Johnson & Johnson and Crucell Reach Agreement on Intended Public Offer of €24.75 per Ordinary Share of Crucell
After consummation of the Offer Johnson & Johnson expects to maintain Crucell's existing facilities, to retain Crucell's senior management and, generally, to maintain current employment levels. Johnson & Johnson also intends to keep Crucell as the center for vaccines within the Johnson & Johnson pharmaceutical group, and to maintain Crucell's headquarters in Leiden.
Johnson & Johnson currently owns 17.9% of Crucell's outstanding shares. In addition, in September 2009 Johnson & Johnson entered into an agreement with Crucell to develop a universal influenza monoclonal antibody and a universal flu vaccine for the treatment and prevention of influenza, as well as a long-term innovation collaboration for the development of monoclonal antibodies and/or vaccines directed against up to three other infectious and non-infectious disease targets.
Under the terms of the agreement, Johnson & Johnson, through a wholly-owned subsidiary, will initiate a recommended public offer under Dutch law to purchase all outstanding ordinary shares of Crucell not already owned by Johnson & Johnson and its affiliates for €24.75 per share (the Offer Price). The Offer Price assumes that, consistent with Crucell's prior practice and the terms of the merger agreement, no dividends will be declared and/or paid with respect to Crucell's ordinary shares. The financing of the Offer is not subject to third party conditions or contingencies.

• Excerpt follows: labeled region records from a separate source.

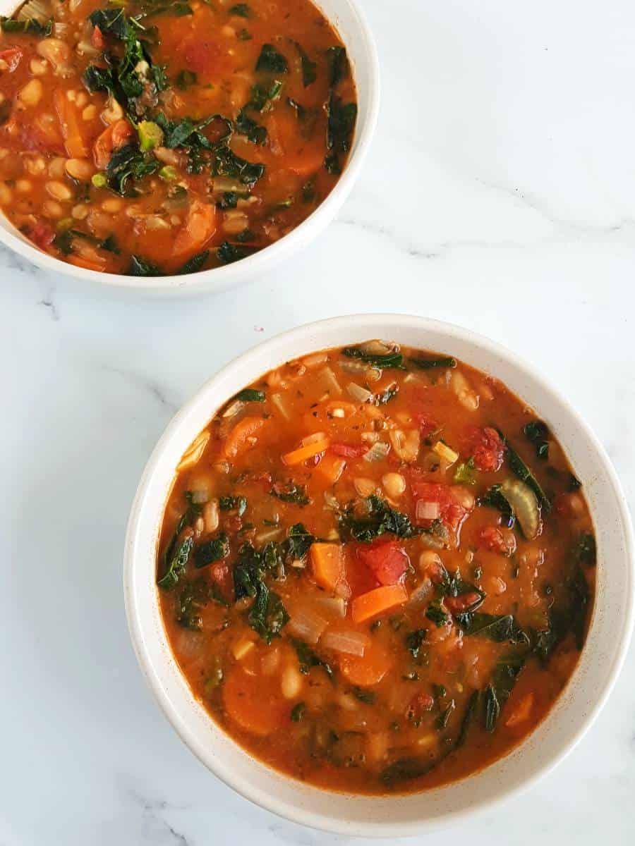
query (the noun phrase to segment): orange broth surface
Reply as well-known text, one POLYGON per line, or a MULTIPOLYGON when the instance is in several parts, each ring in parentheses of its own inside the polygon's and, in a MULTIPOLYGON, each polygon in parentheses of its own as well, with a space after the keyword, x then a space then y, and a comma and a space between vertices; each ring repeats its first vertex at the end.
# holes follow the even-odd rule
POLYGON ((0 32, 0 207, 81 267, 228 264, 325 199, 356 117, 308 0, 30 0, 0 32))
POLYGON ((184 455, 157 583, 194 695, 251 754, 353 793, 505 755, 583 647, 595 542, 500 382, 372 341, 267 373, 184 455))

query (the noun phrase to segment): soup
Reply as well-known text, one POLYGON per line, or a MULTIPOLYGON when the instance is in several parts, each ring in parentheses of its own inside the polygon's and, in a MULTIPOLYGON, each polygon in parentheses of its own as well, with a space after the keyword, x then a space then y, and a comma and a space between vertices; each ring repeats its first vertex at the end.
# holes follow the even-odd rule
POLYGON ((211 717, 354 793, 507 753, 593 606, 588 508, 547 426, 467 365, 379 341, 229 400, 177 468, 157 552, 169 643, 211 717))
POLYGON ((30 0, 0 41, 0 207, 80 267, 251 255, 345 165, 355 85, 308 0, 30 0))

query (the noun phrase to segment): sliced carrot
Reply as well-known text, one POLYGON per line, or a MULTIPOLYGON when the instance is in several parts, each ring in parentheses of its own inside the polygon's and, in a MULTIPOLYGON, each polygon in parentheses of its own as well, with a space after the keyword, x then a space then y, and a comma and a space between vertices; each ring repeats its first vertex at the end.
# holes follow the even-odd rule
POLYGON ((95 165, 103 170, 110 161, 113 151, 125 146, 135 135, 127 120, 118 120, 107 126, 92 146, 95 165))
POLYGON ((264 737, 280 729, 289 706, 267 689, 267 679, 248 675, 235 667, 223 683, 223 704, 228 715, 241 728, 264 737))
POLYGON ((105 259, 102 261, 98 261, 97 259, 85 259, 81 255, 67 255, 65 261, 69 264, 74 264, 77 267, 85 267, 86 270, 96 270, 97 272, 101 272, 106 268, 105 259))
POLYGON ((216 208, 195 200, 190 206, 187 218, 174 239, 172 255, 186 259, 200 252, 216 232, 216 208))
POLYGON ((408 591, 403 585, 384 585, 356 596, 351 606, 353 623, 363 623, 371 617, 385 613, 397 605, 403 605, 408 591))
POLYGON ((337 455, 325 455, 316 467, 328 485, 334 485, 346 469, 346 462, 337 455))
POLYGON ((253 437, 265 425, 264 417, 243 417, 227 436, 223 447, 225 458, 235 459, 247 446, 247 438, 253 437))
POLYGON ((340 669, 353 684, 367 687, 378 684, 393 665, 390 653, 374 640, 364 652, 363 657, 345 655, 340 659, 340 669))
POLYGON ((313 578, 327 591, 334 591, 345 580, 342 547, 339 543, 314 543, 311 547, 313 578))
POLYGON ((518 726, 522 722, 526 722, 527 720, 529 719, 533 708, 533 694, 528 693, 516 703, 516 707, 505 720, 505 726, 507 726, 508 728, 513 728, 515 726, 518 726))
POLYGON ((312 459, 314 455, 325 452, 329 448, 330 440, 328 437, 320 438, 319 441, 313 441, 304 447, 299 447, 290 453, 285 453, 282 456, 282 460, 285 464, 301 464, 303 461, 312 459))
POLYGON ((66 92, 57 89, 53 93, 55 111, 58 113, 66 153, 71 158, 86 158, 88 147, 81 135, 81 124, 75 104, 66 96, 66 92))

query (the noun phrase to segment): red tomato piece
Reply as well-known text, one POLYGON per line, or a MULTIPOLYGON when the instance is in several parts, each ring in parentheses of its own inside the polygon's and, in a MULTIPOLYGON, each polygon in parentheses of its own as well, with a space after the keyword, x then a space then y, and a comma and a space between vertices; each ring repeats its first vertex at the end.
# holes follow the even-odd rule
POLYGON ((343 459, 361 459, 368 452, 368 448, 364 443, 332 443, 329 448, 343 459))
POLYGON ((476 605, 481 599, 480 593, 471 591, 469 593, 461 593, 460 596, 446 596, 443 604, 450 614, 460 614, 476 605))
POLYGON ((22 51, 18 47, 9 47, 8 50, 3 50, 2 52, 0 52, 0 61, 4 62, 7 65, 9 74, 13 74, 19 64, 19 60, 21 58, 22 51))
POLYGON ((92 35, 91 36, 91 44, 92 44, 92 46, 97 50, 103 50, 106 47, 106 40, 103 37, 103 33, 98 26, 96 26, 92 30, 92 35))
POLYGON ((481 549, 488 549, 490 552, 499 552, 505 556, 512 555, 516 551, 514 536, 504 535, 496 526, 483 526, 480 529, 477 543, 481 549))
POLYGON ((500 470, 505 458, 505 444, 496 430, 490 426, 484 429, 469 426, 463 451, 466 455, 472 456, 476 467, 485 473, 500 470))
POLYGON ((29 238, 41 250, 46 250, 55 238, 55 230, 43 220, 39 220, 29 232, 29 238))
POLYGON ((178 48, 189 70, 206 79, 219 76, 229 70, 227 51, 218 41, 204 36, 186 38, 178 48))
POLYGON ((357 554, 380 585, 396 585, 410 564, 406 550, 396 541, 373 541, 360 547, 357 554))

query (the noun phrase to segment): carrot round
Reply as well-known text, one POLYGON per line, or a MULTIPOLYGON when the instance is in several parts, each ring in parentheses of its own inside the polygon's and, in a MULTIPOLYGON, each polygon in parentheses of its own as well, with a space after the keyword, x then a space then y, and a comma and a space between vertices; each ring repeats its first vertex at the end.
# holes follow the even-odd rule
POLYGON ((345 578, 344 555, 339 543, 314 543, 311 547, 313 578, 327 591, 334 591, 345 578))
POLYGON ((263 681, 261 676, 247 675, 235 667, 223 683, 223 704, 228 716, 241 728, 262 737, 280 728, 289 711, 281 699, 267 690, 263 681))
POLYGON ((373 591, 356 596, 351 607, 353 623, 363 623, 371 617, 377 617, 403 603, 408 598, 408 591, 403 585, 384 585, 373 591))
POLYGON ((368 687, 378 684, 393 665, 390 653, 379 643, 371 643, 363 657, 345 655, 340 659, 340 669, 353 684, 368 687))
POLYGON ((314 455, 325 452, 330 442, 328 437, 320 438, 319 441, 307 443, 306 447, 299 447, 298 449, 294 449, 290 453, 285 453, 282 460, 285 464, 301 464, 307 459, 312 459, 314 455))
POLYGON ((235 459, 247 445, 247 438, 253 437, 265 424, 264 417, 243 417, 227 436, 223 452, 228 459, 235 459))

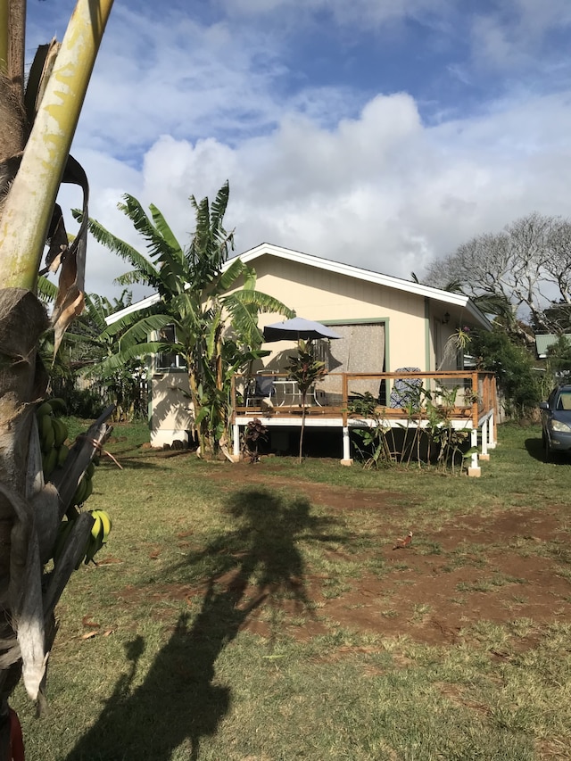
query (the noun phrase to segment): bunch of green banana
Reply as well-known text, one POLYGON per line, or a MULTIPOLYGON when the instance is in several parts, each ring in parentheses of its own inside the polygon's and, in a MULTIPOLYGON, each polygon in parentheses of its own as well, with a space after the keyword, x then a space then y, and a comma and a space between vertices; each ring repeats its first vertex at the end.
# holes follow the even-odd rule
MULTIPOLYGON (((81 556, 76 570, 84 562, 86 566, 93 561, 95 554, 101 550, 103 544, 107 542, 109 533, 112 528, 112 521, 111 516, 106 510, 89 510, 94 518, 94 524, 91 527, 91 534, 87 540, 85 548, 85 554, 81 556)), ((57 567, 62 553, 68 542, 71 529, 73 528, 74 519, 68 518, 62 520, 58 529, 57 537, 54 545, 54 564, 57 567)), ((94 561, 95 562, 95 561, 94 561)))
MULTIPOLYGON (((95 553, 99 552, 103 544, 107 542, 109 532, 112 528, 112 522, 108 512, 105 510, 89 510, 91 513, 94 524, 91 527, 91 534, 87 540, 86 547, 86 566, 91 563, 95 553)), ((94 561, 95 562, 95 561, 94 561)))
POLYGON ((63 465, 70 451, 65 444, 68 429, 59 416, 66 412, 65 401, 54 398, 43 401, 36 409, 39 443, 42 450, 44 481, 47 482, 54 470, 63 465))

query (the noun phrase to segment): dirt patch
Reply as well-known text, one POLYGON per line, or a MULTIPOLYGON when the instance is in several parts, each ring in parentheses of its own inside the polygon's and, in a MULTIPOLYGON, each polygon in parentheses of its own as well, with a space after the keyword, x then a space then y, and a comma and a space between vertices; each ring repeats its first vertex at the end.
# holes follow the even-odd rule
MULTIPOLYGON (((261 473, 255 467, 239 467, 232 488, 236 483, 267 484, 267 469, 261 473)), ((292 488, 290 479, 273 475, 271 484, 292 488)), ((398 525, 401 519, 395 504, 402 502, 401 493, 307 483, 297 483, 295 491, 333 512, 383 509, 385 533, 386 525, 398 525)), ((415 535, 409 547, 397 550, 386 540, 362 552, 324 549, 333 567, 335 561, 363 567, 361 575, 342 575, 341 580, 335 574, 312 575, 310 571, 302 578, 290 579, 286 588, 252 587, 241 575, 238 560, 237 569, 201 586, 126 589, 121 597, 128 602, 144 595, 158 604, 154 615, 161 615, 160 603, 166 600, 185 600, 203 611, 212 604, 229 618, 237 611, 236 630, 264 637, 279 629, 304 640, 343 627, 452 644, 472 625, 487 621, 519 627, 520 642, 525 641, 521 630, 527 626, 532 643, 542 626, 571 621, 566 513, 562 506, 549 514, 529 509, 466 515, 455 517, 430 536, 415 535)))

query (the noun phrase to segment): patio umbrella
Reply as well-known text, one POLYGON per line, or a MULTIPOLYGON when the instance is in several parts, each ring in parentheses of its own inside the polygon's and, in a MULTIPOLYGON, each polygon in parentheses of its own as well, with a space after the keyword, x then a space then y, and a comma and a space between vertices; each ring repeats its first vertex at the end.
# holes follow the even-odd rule
POLYGON ((321 325, 320 322, 314 322, 302 317, 294 317, 293 319, 286 319, 285 322, 274 322, 272 325, 267 325, 264 327, 264 338, 268 343, 287 341, 288 339, 299 341, 300 338, 308 341, 312 338, 341 337, 327 325, 321 325))

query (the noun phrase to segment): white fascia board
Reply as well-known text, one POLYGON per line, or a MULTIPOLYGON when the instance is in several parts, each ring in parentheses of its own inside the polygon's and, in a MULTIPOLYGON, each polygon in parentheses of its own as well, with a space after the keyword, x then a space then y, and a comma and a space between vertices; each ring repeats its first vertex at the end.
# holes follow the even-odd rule
POLYGON ((158 294, 153 294, 152 296, 141 299, 140 302, 135 302, 134 304, 129 304, 128 307, 125 307, 124 310, 120 310, 113 314, 110 314, 109 317, 105 318, 105 322, 107 325, 112 325, 114 322, 117 322, 128 314, 133 314, 133 312, 140 311, 147 307, 152 307, 153 304, 157 304, 160 301, 161 296, 158 294))
MULTIPOLYGON (((225 271, 233 263, 236 259, 240 259, 244 264, 259 259, 264 255, 277 256, 280 259, 286 259, 288 261, 295 261, 299 264, 305 264, 308 267, 317 267, 320 269, 325 269, 327 272, 335 272, 339 275, 344 275, 347 277, 355 277, 358 280, 364 280, 368 283, 375 283, 378 285, 385 285, 387 288, 395 288, 399 291, 403 291, 409 294, 416 294, 425 298, 434 299, 437 302, 442 302, 445 304, 466 309, 472 319, 486 330, 492 330, 492 323, 480 311, 468 296, 463 294, 453 294, 450 291, 442 291, 440 288, 433 288, 430 285, 423 285, 420 283, 414 283, 410 280, 402 280, 401 277, 393 277, 390 275, 383 275, 380 272, 373 272, 370 269, 361 269, 359 267, 353 267, 351 264, 342 264, 340 261, 333 261, 329 259, 322 259, 319 256, 303 253, 301 251, 294 251, 289 248, 283 248, 278 245, 262 243, 260 245, 251 248, 244 253, 232 257, 227 260, 222 265, 222 270, 225 271)), ((132 312, 153 306, 161 301, 158 294, 152 296, 147 296, 140 302, 137 302, 128 307, 126 307, 120 311, 115 312, 105 318, 107 325, 112 325, 117 320, 132 312)))
MULTIPOLYGON (((277 256, 281 259, 286 259, 289 261, 297 261, 300 264, 306 264, 309 267, 318 267, 325 269, 327 272, 336 272, 339 275, 344 275, 348 277, 355 277, 358 280, 365 280, 368 283, 375 283, 378 285, 385 285, 387 288, 395 288, 399 291, 404 291, 409 294, 416 294, 419 296, 424 296, 428 299, 434 299, 443 303, 451 304, 462 309, 468 310, 470 317, 475 322, 485 327, 486 330, 492 330, 492 323, 485 317, 484 312, 470 301, 468 296, 463 294, 454 294, 451 291, 443 291, 440 288, 433 288, 430 285, 423 285, 421 283, 414 283, 410 280, 402 280, 401 277, 393 277, 390 275, 383 275, 380 272, 373 272, 370 269, 361 269, 359 267, 353 267, 351 264, 342 264, 339 261, 332 261, 329 259, 321 259, 319 256, 303 253, 300 251, 292 251, 288 248, 283 248, 271 244, 263 243, 255 248, 252 248, 244 253, 239 254, 239 258, 244 264, 248 264, 253 260, 259 259, 264 254, 270 256, 277 256)), ((227 261, 224 267, 228 267, 232 260, 227 261)))

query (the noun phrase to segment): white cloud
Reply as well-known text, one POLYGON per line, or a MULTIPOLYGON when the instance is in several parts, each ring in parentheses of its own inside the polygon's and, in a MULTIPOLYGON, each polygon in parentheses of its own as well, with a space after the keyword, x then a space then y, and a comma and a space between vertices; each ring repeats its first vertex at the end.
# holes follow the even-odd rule
MULTIPOLYGON (((47 4, 37 4, 44 12, 47 4)), ((476 16, 465 0, 203 7, 213 13, 208 21, 184 3, 161 12, 143 0, 117 3, 105 33, 73 153, 90 177, 93 216, 129 243, 138 238, 116 210, 123 193, 155 203, 185 242, 194 227, 188 196, 212 198, 227 178, 238 250, 265 240, 404 277, 534 209, 567 213, 569 65, 545 45, 571 22, 567 0, 489 0, 476 16), (410 94, 385 95, 379 85, 371 96, 372 80, 365 91, 358 79, 306 77, 294 34, 304 25, 343 28, 354 53, 361 29, 385 33, 407 18, 449 41, 466 33, 451 55, 440 48, 442 70, 459 72, 462 95, 484 89, 484 70, 508 71, 501 99, 480 100, 477 117, 453 121, 451 103, 436 101, 443 115, 428 126, 410 94), (557 79, 559 92, 542 95, 530 72, 557 79)), ((411 49, 402 60, 418 67, 427 59, 411 49)), ((88 290, 118 294, 109 284, 125 269, 91 244, 88 290)))
MULTIPOLYGON (((226 221, 236 227, 238 251, 268 241, 408 278, 532 210, 566 215, 569 135, 571 110, 560 96, 436 127, 421 123, 409 95, 378 96, 333 130, 292 113, 271 134, 235 147, 163 136, 140 173, 123 171, 117 181, 117 164, 96 174, 95 209, 136 241, 111 209, 112 188, 130 181, 121 192, 154 203, 186 242, 194 227, 188 196, 213 198, 228 178, 226 221)), ((99 255, 96 268, 89 287, 103 292, 108 270, 99 255)))

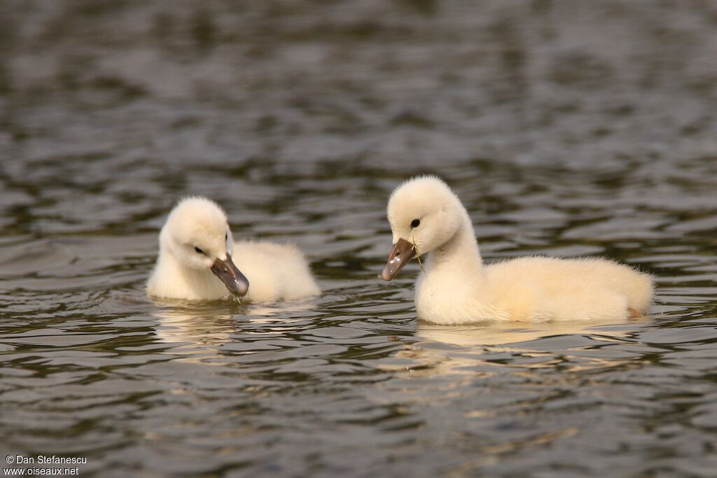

The Supervisory Board and the Management Board of Crucell unanimously support the Offer, which represents a premium of 58% over the closing price of €15.70 as of September 16, 2010 and a premium of 63% over the 30 day average of €15.20 as of September 16, 2010. Both Boards believe the Offer is in the best interest of Crucell and its stakeholders including its shareholders, partners and employees, and unanimously recommend that Crucell's shareholders tender their shares into the Offer, when made, and to vote in favour of the resolutions to be proposed in connection with the Offer at the Extraordinary General Meeting of Shareholders (EGM) of Crucell to be held during the acceptance period of the Offer. The Board of Directors of Johnson & Johnson has also approved the transaction.
Upon closing, the transaction is expected to have a dilutive impact to Johnson & Johnson's 2011 earnings per share of approximately $0.03 - $0.05. The Offer Memorandum is expected to be published by the end of November 2010 and the transaction is expected to close in the first quarter of 2011.